Contemplating life without the viaducts


Tuesday, March 23rd, 2010

Derrick Penner
Sun

Georgia and Dunsmuir viaducts could be eliminated, but a new way to deal with traffic would have to be found. Photograph by: Ian Lindsay, Vancouver Sun, Vancouver Sun

Vancouver Coun. Geoff Meggs said he has heard a lot of enthusiastic response to the idea of tearing down the Georgia and Dunsmuir viaducts since he re-raised the idea a couple of weeks ago.

However, the thought has also raised some anxieties among land owners on the eastern edge of downtown Vancouver.

While eliminating the elevated concrete roadways would be esthetically pleasing for the downtown neighbourhood, the city wouldn’t be able to do it without finding a way to deal with the traffic that the routes now carry.

“The first concern I hear is from people worried about traffic connections,” Meggs said in an interview.

“And we’ve always made it clear we’re not going to eliminate those, but thought they could be redone.”

Meggs brought up the idea of removing the viaducts in early March, right after the 2010 Winter Games, during which both viaducts were closed.

City staff now have started preparing a request for proposals to study the possibility of closing the viaducts.

Meggs said the Olympic closures demonstrated what the city could be like without them, so maybe it was time to look at closing the viaducts to help promote walking, cycling and transit use. “If you said a few year sago that we were going to close the viaducts, people would have said that would paralyse the city,” Meggs said.

However, the Olympic-period closure might not be the best real demonstration of what life without the viaducts might be like, Michael Ferreira, a development consultant with the firm Urban Analytics, suggested.

Ferreira said enough Vancouverites left town during the Olympics that “it was almost a pleasure going downtown.”

He said that maintaining the flow of traffic, not only for commuters but also for the delivery of goods and materials, is the critical factor.

“I’m not sure how you would reroute that traffic so other routes wouldn’t become a congested nightmare,” he said.

Of particular concern to the company that owns the Vancouver Canucks and GM Place is what kind of accommodation could be made for its access points to the stadium, which depend on the viaducts being there.

“When you design, for all stadiums, it’s a very delicate process to make them work for people coming in and going out,” David Negrin, president of Aquilini Development and Construction, said in an interview.

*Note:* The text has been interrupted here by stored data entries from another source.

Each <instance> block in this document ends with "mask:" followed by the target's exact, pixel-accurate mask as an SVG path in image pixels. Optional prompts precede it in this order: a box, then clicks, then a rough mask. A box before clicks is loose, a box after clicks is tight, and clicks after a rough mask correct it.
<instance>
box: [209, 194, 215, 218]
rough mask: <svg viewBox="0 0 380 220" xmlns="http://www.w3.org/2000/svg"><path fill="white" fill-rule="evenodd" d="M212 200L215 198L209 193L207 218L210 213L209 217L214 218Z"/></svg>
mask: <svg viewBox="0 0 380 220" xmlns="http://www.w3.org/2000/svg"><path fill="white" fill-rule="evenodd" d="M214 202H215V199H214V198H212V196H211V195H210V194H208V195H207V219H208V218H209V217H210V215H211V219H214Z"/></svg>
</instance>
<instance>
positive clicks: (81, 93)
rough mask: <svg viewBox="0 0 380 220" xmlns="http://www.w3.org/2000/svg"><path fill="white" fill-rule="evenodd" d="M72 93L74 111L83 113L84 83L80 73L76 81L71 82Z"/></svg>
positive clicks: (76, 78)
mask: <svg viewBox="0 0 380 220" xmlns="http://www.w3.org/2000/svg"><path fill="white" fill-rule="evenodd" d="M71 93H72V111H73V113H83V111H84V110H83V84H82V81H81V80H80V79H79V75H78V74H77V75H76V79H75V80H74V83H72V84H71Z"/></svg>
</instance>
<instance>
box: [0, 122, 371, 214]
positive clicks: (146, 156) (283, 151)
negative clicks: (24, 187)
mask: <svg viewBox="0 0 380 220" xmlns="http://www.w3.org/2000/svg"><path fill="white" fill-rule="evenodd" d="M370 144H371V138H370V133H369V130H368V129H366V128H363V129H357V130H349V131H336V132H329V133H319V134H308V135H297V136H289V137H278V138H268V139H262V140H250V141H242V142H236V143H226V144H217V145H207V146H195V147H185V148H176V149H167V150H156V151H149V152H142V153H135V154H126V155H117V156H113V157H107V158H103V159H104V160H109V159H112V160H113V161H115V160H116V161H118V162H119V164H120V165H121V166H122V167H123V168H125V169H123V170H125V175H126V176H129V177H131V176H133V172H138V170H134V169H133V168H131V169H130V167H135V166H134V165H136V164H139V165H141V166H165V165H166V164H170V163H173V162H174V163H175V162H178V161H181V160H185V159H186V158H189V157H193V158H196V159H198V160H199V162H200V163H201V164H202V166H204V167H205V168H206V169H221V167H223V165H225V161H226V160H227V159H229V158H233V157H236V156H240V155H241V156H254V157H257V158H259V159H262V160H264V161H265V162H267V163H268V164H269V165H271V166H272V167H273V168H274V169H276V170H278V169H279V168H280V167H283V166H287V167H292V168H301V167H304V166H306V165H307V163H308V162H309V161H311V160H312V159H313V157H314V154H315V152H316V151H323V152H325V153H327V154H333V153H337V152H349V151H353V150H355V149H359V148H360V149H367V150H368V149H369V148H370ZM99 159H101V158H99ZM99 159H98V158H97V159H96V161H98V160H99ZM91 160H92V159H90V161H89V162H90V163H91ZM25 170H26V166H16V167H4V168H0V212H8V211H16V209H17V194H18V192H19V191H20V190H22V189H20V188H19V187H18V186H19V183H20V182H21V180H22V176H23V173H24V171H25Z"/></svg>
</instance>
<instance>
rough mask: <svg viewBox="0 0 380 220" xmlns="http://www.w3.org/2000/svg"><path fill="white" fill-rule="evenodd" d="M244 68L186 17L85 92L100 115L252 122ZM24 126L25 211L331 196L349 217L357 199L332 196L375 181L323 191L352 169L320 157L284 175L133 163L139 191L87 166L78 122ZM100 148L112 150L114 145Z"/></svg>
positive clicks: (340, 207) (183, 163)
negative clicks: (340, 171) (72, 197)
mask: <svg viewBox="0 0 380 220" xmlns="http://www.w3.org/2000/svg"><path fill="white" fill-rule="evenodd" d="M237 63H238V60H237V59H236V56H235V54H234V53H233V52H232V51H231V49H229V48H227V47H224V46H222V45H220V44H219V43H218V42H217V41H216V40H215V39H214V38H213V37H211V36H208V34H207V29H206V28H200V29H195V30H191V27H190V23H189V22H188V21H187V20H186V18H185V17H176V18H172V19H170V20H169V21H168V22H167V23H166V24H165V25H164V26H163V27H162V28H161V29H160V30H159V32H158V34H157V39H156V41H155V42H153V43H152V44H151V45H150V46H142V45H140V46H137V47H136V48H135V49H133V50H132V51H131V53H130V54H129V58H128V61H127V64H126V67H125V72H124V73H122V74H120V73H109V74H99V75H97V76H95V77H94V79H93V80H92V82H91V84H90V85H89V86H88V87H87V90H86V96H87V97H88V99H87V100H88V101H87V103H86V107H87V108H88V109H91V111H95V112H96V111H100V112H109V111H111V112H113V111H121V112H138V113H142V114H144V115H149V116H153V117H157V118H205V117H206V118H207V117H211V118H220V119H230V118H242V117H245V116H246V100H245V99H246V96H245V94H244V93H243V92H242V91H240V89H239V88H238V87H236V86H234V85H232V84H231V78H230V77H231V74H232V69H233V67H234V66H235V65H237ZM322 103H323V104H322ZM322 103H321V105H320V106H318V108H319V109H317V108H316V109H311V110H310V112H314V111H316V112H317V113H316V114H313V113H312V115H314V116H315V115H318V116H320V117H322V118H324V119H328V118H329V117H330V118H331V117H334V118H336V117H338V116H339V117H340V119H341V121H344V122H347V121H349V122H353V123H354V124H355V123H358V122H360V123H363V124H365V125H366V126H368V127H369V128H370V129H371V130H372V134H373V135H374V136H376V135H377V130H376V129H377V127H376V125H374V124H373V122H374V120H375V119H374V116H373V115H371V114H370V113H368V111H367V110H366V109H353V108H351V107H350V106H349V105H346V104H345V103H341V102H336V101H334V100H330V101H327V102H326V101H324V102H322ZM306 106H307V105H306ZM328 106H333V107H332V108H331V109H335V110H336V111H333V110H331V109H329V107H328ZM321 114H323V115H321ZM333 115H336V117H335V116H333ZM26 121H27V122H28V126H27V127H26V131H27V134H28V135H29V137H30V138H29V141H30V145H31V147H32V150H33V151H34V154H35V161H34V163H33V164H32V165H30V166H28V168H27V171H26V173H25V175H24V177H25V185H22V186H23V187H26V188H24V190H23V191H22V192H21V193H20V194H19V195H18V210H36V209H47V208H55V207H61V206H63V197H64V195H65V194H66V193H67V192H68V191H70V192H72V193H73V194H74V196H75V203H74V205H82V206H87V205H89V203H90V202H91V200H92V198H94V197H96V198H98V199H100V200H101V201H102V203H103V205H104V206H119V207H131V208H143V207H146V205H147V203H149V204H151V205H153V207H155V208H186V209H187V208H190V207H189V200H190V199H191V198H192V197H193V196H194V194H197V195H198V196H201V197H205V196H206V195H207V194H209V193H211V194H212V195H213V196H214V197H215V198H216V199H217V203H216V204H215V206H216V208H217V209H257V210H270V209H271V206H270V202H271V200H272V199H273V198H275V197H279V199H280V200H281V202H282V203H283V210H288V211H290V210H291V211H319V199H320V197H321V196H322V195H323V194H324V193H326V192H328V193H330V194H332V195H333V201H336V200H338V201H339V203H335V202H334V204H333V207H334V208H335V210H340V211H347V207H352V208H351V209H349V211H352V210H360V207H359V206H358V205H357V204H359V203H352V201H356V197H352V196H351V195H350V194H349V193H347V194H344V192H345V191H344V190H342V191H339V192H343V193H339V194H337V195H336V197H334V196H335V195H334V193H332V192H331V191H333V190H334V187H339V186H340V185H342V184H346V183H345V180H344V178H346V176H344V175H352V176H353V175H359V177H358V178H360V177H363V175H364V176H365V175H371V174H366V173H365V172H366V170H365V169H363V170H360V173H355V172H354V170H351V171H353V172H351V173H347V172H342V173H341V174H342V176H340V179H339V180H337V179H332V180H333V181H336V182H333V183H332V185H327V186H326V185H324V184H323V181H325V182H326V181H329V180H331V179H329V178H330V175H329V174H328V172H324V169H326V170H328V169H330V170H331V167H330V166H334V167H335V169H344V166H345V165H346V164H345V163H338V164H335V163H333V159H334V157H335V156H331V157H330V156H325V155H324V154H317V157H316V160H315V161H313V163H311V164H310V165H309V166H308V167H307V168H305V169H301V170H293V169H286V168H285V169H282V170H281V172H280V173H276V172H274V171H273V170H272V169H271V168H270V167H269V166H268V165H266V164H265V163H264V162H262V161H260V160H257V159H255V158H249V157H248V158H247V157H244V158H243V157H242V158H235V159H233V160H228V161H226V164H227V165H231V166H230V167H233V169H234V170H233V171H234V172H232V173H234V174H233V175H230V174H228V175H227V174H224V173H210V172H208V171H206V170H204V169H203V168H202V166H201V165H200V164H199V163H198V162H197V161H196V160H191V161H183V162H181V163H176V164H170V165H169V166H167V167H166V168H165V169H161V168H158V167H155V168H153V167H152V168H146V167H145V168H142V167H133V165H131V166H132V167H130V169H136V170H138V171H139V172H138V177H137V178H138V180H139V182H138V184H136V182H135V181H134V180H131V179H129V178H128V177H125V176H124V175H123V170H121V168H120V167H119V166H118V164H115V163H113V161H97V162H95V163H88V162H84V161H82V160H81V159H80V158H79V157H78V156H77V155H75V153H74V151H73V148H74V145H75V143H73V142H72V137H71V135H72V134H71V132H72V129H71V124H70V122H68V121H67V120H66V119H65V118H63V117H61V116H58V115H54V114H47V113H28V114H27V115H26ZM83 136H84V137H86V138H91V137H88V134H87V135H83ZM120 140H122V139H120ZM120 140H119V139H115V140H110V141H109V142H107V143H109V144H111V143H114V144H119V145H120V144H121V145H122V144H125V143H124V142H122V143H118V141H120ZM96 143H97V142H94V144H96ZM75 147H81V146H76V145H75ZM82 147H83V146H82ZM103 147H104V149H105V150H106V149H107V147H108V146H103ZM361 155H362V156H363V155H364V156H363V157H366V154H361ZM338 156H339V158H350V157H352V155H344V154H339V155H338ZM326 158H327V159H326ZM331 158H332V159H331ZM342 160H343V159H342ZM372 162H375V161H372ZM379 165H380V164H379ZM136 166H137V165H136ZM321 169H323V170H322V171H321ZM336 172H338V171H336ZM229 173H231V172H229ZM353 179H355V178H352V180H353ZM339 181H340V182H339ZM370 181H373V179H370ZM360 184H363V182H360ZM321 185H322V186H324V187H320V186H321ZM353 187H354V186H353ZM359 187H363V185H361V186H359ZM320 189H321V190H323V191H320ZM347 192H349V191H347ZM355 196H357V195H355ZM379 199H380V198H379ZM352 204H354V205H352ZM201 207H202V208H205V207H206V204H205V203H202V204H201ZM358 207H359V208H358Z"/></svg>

Negrin said the Aquilini Group is planning a new office tower that would sit at the southwest corner of GM Place, which would have its main lobby at the level of the Georgia Viaduct.

“It’s difficult to comment,” he said. “We haven’t seen anything in terms of what the city’s thinking.”

However, Ferreirra admitted that removing the viaducts could have some advantages by removing structures that effectively cut Northeast False Creek off from Chinatown and the Downtown Eastside.

He said the SkyTrain guideway would be much easier to bridge than the two elevated roads.

“From an esthetic perspective, it would absolutely be nicer not to have [the viaducts] there,” he added.

Meggs said that removing the viaducts would raise questions about what to do with the land adjacent to them: Allow development or use it for parkland.

Regardless of the decision, Meggs said there would be contaminated soil issues to deal with in what was once a heavily industrialized zone of Vancouver.

Peter Webb, vice-president of development for Concord Pacific, the company that developed the nearby former Expo 86 lands, said the idea of tearing down the viaducts is intriguing, but his company would have to see more information about how the city would do it before forming an opinion on whether it would be a good idea.

Concord Pacific has one development property sandwiched between the viaducts which could potentially be affected by such a move, Webb said.

The company also has four market and six non-market development sites on False Creek that face the viaducts.

“It is a point of interest,” Webb said. “I’m not sure how we feel about it, so we really do support the study to find out if it is a good idea or not.”